— Да что я тебе сделал? — вырвалось у меня в сердцах.
— Ты еще спрашиваешь? — вкрадчиво сказала она.
— Знаешь. — я встал, — ты, кажется, не в себе. Это понятно, по… Словом, разговаривать в таком тоне мне не хочется. Оставим до другого раза. Мне тоже сейчас нелегко.
— Ах, нелегко?! А другого раза не будет. Я надеюсь, что больше не увижу твою мерзкую ханжескую рожу. Поэтому слушай. Сядь! — Она положила на стол побелевший сжатый кулак.
Я сел, нарочито шумно вздохнул.
— Вспомни-ка чердак в доме сорок, — она прищурилась. — Вспомни, как ты использовал меня, как последнюю суку. Да! Ты был нрав. Ты имел на это право — пострадавший изгнанник. Все задолжали тебе тогда. А ты подумал, что будет со мной? Тогда, двадцать лет назад? — Лицо ее стало брезгливым.
Я не смог удержать улыбки, встал и сказал:
— Ну, извини, что тогда я не мог предоставить тебе кровати, а потом уже не было случая, — я направился к двери, но она вскочила, заступила дорогу.
— А знаешь, что у меня был сын?
— Что-о? — У меня мгновенно пересохло в глотке.
— Да! Твой мальчишка.
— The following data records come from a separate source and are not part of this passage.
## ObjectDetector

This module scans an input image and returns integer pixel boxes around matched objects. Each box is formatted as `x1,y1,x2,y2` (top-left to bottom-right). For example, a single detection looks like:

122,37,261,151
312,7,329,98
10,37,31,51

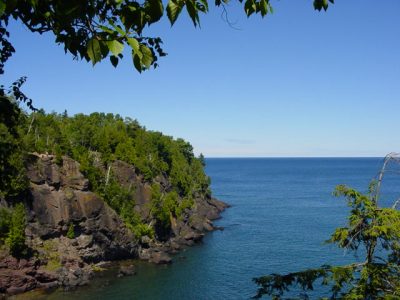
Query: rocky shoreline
0,154,228,299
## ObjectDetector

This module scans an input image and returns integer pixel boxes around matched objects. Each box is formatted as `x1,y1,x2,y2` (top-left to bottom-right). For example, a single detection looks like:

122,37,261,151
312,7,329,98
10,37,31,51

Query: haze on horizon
2,0,400,157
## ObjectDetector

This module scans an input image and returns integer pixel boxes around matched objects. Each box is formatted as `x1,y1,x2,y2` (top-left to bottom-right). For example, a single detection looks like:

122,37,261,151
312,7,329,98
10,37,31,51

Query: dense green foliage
0,96,28,197
23,111,209,201
0,0,333,72
24,111,210,236
0,97,210,237
254,155,400,300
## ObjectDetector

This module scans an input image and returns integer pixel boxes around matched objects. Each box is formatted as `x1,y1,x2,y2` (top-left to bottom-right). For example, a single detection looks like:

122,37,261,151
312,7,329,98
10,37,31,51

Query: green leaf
108,20,126,36
260,0,268,17
244,0,256,17
86,38,101,65
145,0,164,24
0,0,7,17
140,44,153,69
186,0,199,27
110,55,118,68
132,51,142,73
106,40,124,56
167,0,184,26
127,38,140,53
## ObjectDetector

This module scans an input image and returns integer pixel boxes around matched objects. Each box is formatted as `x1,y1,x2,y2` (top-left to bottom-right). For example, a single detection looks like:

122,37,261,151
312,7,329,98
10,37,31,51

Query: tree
0,0,334,74
254,153,400,299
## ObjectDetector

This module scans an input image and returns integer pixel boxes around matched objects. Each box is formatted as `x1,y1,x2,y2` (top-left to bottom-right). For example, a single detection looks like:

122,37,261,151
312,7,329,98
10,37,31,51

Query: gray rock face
0,153,227,298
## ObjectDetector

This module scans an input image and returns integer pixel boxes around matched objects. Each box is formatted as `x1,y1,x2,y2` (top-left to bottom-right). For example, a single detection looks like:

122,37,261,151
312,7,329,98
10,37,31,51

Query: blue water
30,158,400,300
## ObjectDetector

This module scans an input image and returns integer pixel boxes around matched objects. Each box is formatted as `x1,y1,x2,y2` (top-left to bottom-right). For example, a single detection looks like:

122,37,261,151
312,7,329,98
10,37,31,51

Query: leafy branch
253,153,400,299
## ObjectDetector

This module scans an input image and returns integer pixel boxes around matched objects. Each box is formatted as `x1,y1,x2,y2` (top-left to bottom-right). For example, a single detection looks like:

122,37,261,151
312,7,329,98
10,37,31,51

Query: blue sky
1,0,400,156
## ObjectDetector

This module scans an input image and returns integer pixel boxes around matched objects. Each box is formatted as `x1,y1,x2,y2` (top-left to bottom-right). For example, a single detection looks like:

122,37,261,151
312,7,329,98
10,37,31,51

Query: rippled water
25,158,400,300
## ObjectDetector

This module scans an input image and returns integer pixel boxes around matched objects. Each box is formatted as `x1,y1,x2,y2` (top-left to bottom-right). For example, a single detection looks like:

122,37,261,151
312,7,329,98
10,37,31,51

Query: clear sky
1,0,400,156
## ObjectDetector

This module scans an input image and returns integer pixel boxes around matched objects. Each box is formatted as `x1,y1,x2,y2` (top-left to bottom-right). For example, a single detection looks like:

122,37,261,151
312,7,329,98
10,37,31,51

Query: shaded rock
149,252,172,265
117,265,136,277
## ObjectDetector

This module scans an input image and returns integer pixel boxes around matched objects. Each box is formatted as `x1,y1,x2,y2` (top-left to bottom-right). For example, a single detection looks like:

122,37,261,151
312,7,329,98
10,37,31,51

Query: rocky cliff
0,154,227,294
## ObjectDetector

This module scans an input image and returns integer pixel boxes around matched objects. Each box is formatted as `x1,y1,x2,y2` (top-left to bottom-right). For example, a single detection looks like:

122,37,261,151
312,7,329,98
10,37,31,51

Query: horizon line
204,155,385,159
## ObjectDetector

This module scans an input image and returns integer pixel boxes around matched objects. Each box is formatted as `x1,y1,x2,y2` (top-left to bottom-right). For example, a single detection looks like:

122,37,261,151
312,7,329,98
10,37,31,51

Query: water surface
26,158,400,300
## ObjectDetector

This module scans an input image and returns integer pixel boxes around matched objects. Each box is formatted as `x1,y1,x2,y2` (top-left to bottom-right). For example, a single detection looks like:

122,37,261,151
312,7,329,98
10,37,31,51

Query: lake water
26,158,400,300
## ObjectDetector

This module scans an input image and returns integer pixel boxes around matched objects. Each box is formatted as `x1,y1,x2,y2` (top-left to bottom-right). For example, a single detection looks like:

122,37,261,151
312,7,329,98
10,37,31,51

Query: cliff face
0,154,226,294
С этой вашей щербаковской меткой. Здесь, — она больно ткнула меня твердым пальцем под шею, слева над ключицей, где была родинка.
— Инна! — Я схватил ее за плечо, она охнула от боли, и я разжал пальцы.
Она вдруг ссутулилась, словно сломалась, сделала шаг в сторону, села, навалившись грудью на стол.
Оглушенный, я сделал два неуверенных шага и опустился на свой стул у окна. Руки и ноги стали сразу чужими, бескостными.
— Как это было? — ощущая свинцовую усталость, спросил я.
— Очень просто, — удивительно насмешливым голосом ответила она, но я побоялся поднять глаза. — Это у тебя все с философией, а у меня просто через пять месяцев пузо до носа выросло… Потом отец в ноябре умер. Мать почти сразу запила, а на мне даже пальто не застегивалось, так и торчала в сквере на углу Некрасова в расстегнутом пальто, потому что от разговоров и табака меня выворачивало. Такая была безнадега, что хоть под трамвай, — голос мачехи потерял краски, стал монотонным. Слова шуршали тихо и глухо, словно листы пожелтевших старых газет…
Я сидел, уставясь в линолеумный кухонный пол, и внутренним взором видел угловой скверик на перекрестке поэтов — памятника Маяковскому в нем еще нет, — и среди старых, чахлых заснеженных деревьев стоят дощатые облезлые скамейки. Я видел, как, широко расставив колени, некрасиво сидит девушка с неподвижным, чуть оплывшим лицом и старое пальто не сходится на круглом большом животе. А рядом скрежещут трамваи, хлопает дверь продуктового магазина; от зимней оттепели дневной воздух влажен и мглист. Девушка смотрит перед собой невидящими, чуть сумасшедшими глазами и не замечает остановившегося перед ней высокого худощавого человека в новом дорогом пальто. Человек наклоняется, берет ее за руку, говорит низким, богатым оттенками, властным голосом проповедника:
— Я — отец Алеши Щербакова. Пойдем, будешь жить у меня.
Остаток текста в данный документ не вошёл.